Senegal’s Royal Pelican Palace
From Saint-Louis, a crumbling French colonial outpost that was the capital of Senegal until 1957, we took a day-trip north to the Parc National des Oiseaux du Djoudj. Birds come by the millions each winter to nest and feast in the park's wetlands along the Senegal river. Our Senegalese guide, Djibi, helped us identify some of the 400-plus bird species that have been spotted here. A sign above the dock where we hired a pirogue (a small motorized boat) said, “Bienvenue l’Embarcadère du Djoudj, ou le Pelican est Roi.” Welcome to the Pier of Djoudj, where the Pelican is King.
Our pirogue driver cruised us along a wide river through the pelicans’ 40,000-acre kingdom. An alert kingfisher with crisp black and white wings and a dagger of a beak stood guard near the dock. A few white pelicans floated nearby, looking confident with their wings lifted just a little bit, like swans. Another flock zoomed above us in an elegant arrow.
Further along, a group of white-breasted cormorants, in charcoal-colored coats with creamy cravats, rested in a dead tree. And in the water, hundreds of cormorants swam with just their long necks sticking above the surface. They would dive down together in a wave and a few would come back up holding a wriggling meal. We also saw anhingas with serpentine necks, bright green bee-eaters, and osprey soaring high above. A fish eagle in a white hood with a brown body, similar to a bald eagle, overlooked it all. As we picked up speed, I looked back and watched as about a dozen terns flew right behind us, fishing for minnows churned up in our wake.

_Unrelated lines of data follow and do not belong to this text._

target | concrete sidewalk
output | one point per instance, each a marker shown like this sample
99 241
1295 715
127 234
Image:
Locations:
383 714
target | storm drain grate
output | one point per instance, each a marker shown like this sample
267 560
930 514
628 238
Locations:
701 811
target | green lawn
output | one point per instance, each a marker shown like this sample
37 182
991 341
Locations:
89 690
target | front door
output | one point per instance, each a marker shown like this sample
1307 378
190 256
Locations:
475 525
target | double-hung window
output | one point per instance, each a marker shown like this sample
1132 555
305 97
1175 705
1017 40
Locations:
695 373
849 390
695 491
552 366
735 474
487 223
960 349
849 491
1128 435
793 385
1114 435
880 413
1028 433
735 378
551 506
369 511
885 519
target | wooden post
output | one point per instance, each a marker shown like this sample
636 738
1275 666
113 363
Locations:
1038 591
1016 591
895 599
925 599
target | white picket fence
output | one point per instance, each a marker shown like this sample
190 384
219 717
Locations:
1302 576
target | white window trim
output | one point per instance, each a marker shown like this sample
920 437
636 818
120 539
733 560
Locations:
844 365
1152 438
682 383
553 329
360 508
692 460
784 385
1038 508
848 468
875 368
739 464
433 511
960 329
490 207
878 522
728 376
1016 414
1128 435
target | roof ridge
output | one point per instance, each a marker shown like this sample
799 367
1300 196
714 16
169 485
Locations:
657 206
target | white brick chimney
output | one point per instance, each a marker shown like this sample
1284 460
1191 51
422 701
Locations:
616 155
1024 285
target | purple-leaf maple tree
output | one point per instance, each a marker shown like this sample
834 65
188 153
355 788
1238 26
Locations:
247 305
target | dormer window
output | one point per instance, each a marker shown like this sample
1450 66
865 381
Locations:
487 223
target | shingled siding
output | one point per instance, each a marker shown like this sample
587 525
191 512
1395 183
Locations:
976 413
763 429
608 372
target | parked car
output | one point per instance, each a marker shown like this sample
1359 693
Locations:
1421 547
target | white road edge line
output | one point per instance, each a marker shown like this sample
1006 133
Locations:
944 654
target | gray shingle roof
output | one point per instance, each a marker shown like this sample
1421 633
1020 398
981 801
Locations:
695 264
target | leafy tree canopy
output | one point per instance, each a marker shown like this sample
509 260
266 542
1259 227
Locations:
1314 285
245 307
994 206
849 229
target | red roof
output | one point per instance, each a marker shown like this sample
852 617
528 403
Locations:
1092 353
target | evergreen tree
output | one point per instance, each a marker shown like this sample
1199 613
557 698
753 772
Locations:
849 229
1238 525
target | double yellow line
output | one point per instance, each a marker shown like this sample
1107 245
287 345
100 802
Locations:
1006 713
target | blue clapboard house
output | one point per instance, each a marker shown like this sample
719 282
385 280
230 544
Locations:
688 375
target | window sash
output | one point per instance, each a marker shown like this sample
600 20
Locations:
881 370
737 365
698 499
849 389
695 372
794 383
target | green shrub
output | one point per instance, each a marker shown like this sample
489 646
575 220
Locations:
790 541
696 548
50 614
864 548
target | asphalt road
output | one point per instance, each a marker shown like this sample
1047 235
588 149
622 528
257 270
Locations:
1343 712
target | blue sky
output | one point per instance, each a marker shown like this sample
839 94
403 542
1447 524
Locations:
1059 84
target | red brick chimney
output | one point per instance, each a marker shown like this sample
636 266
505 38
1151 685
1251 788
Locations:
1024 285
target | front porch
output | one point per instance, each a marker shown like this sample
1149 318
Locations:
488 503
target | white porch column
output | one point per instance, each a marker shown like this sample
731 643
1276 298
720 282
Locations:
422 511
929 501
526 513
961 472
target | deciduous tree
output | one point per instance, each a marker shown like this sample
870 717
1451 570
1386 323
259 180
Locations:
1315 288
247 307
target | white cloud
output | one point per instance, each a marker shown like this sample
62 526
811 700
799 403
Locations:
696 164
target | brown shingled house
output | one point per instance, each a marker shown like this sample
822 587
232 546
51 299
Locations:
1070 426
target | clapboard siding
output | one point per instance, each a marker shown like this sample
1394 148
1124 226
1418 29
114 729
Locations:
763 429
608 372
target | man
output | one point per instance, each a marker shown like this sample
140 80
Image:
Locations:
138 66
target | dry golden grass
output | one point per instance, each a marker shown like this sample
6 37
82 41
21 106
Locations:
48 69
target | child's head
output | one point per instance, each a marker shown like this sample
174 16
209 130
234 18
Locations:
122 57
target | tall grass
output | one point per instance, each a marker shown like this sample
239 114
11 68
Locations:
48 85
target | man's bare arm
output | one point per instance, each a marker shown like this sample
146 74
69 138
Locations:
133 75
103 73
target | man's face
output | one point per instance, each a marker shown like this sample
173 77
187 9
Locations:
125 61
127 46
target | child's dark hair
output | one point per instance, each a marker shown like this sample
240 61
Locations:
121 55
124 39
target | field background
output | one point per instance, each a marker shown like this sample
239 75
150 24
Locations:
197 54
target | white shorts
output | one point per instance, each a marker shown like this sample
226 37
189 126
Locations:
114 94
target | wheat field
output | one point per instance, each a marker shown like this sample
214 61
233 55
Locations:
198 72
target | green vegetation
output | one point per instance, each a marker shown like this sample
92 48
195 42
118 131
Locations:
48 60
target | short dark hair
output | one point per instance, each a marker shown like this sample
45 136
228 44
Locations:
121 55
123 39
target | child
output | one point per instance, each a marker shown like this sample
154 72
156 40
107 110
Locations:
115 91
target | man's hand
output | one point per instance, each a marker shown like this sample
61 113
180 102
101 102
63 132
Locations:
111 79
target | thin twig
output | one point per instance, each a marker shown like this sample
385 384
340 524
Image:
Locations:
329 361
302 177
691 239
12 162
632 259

After about a half hour, we reached the pelicans’ palace. It was an artificial island, created by park employees as a predator-free sanctuary for the birds. On it sat thousands of pelicans, wing to wing, a squawking sea of giant beaks and white feathers. The smell was overwhelming. Our guide, Djibi, told us that the birds were nesting. They arrive around November and leave around April with hundreds of offspring. The pirogue driver turned off the engine, and we sat and listened to this royal family's raucous music.
12/21/2011 05:24:29 am
Oh my, look at all those pelicans! Love it. We got married at the Pelican Inn on Muir Beach, which you might have visited during your time in the Bay Area, so I now have a soft spot for these birds. Plus, there were always plenty on my running route along the Marina, so they remind me of my time in San Francisco!
12/21/2011 06:43:16 pm
Thanks for the note, Camels & Chocolate! Yes, I love Muir Beach and Pelican Inn. What a magical spot to get married. The pelicans here in Senegal are a foot or two larger than any I've seen before. It's so impressive to see them soaring above.
12/21/2011 11:48:38 pm
What an interesting place. You describe it beautifully, Jennica!
12/23/2011 09:18:01 am
Oh, a wondrous bird is the pelican!
1/25/2012 02:44:09 am
I saw one pelican while jogging around Lake Merritt! The smell there was also overwhelming.